Keputusan tersebut diumumkan usai sidang isbat penetapan awal Zulhijah yang digelar di Auditorium HM Rasjidi, kantor Kementerian Agama, Jakarta Pusat, Minggu, 17 Mei 2026.
Sidang isbat dipimpin langsung oleh Menteri Agama RI, Nasaruddin Umar.
“Berdasarkan hasil hisab dan adanya laporan hilal yang terlihat, disepakati bahwa tanggal 1 Zulhijah 1447 Hijriah jatuh pada hari Senin, 18 Mei 2026. Dengan demikian Hari Raya Idul Adha 10 Zulhijah 1447 H jatuh pada hari Rabu, 27 Mei 2026,” ujar Nasaruddin.
Sidang isbat turut dihadiri sejumlah perwakilan organisasi masyarakat Islam, ahli astronomi, serta instansi terkait. Proses sidang dilakukan melalui tiga tahapan, yakni pemaparan posisi hilal, sidang tertutup penetapan awal bulan Hijriah, dan konferensi pers hasil keputusan.
Sebelumnya, Tim Hisab Rukyat Kemenag menyampaikan posisi hilal di seluruh wilayah Indonesia telah memenuhi kriteria visibilitas hilal yang ditetapkan.

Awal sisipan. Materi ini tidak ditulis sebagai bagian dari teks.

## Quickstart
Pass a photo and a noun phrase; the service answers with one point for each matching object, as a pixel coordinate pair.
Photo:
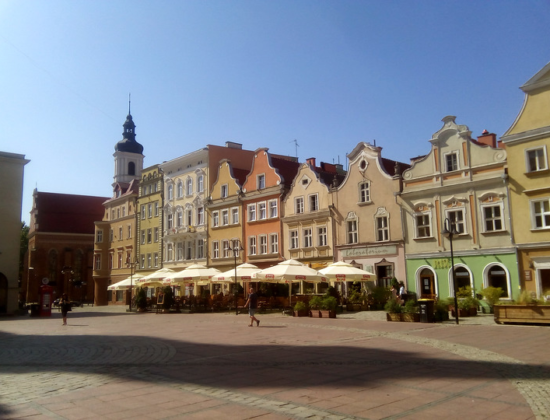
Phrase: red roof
(67, 213)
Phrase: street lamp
(449, 231)
(236, 248)
(132, 265)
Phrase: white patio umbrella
(123, 284)
(289, 271)
(244, 272)
(195, 273)
(154, 279)
(342, 271)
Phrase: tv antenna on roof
(297, 145)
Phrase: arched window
(497, 277)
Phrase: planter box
(327, 314)
(524, 314)
(410, 317)
(393, 317)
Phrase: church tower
(128, 154)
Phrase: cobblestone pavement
(111, 364)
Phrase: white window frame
(294, 239)
(543, 214)
(544, 158)
(274, 243)
(252, 212)
(454, 153)
(492, 220)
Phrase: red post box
(46, 293)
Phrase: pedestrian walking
(65, 307)
(252, 304)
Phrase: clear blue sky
(262, 73)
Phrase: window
(322, 236)
(251, 212)
(263, 244)
(352, 231)
(200, 216)
(225, 245)
(313, 202)
(423, 226)
(262, 211)
(215, 249)
(225, 217)
(252, 245)
(274, 243)
(492, 218)
(541, 213)
(200, 248)
(364, 192)
(457, 219)
(451, 162)
(272, 208)
(536, 159)
(170, 221)
(261, 182)
(200, 183)
(307, 238)
(382, 229)
(294, 240)
(299, 205)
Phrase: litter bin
(35, 309)
(426, 310)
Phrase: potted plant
(491, 295)
(411, 312)
(315, 306)
(394, 309)
(141, 299)
(300, 309)
(328, 307)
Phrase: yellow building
(527, 142)
(149, 221)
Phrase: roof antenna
(297, 145)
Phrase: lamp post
(236, 248)
(132, 265)
(449, 231)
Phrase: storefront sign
(371, 251)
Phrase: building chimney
(490, 139)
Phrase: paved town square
(115, 365)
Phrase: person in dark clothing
(252, 304)
(65, 307)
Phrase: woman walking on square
(252, 303)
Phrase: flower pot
(393, 317)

Tim Hisab Rukyat Kemenag, Cecep Nurwendaya, menjelaskan tinggi hilal minimum telah melampaui 3 derajat dengan elongasi di atas 6,4 derajat, sehingga secara astronomis hilal awal Zulhijah dinilai memungkinkan untuk dirukyat.
“Posisi hilal di seluruh wilayah NKRI telah memenuhi kriteria tinggi hilal minimum 3 derajat dan elongasi minimum 6,4 derajat,” kata Cecep.
Penetapan awal Zulhijah dilakukan menggunakan kombinasi metode hisab atau perhitungan astronomi dan rukyat melalui pengamatan hilal secara langsung. Kedua metode tersebut menjadi dasar pemerintah dalam menentukan kalender Hijriah nasional.
Dengan hasil sidang isbat ini, masyarakat Muslim di Indonesia dapat mulai mempersiapkan pelaksanaan ibadah Idul Adha, termasuk puasa sunnah Arafah dan penyembelihan hewan kurban.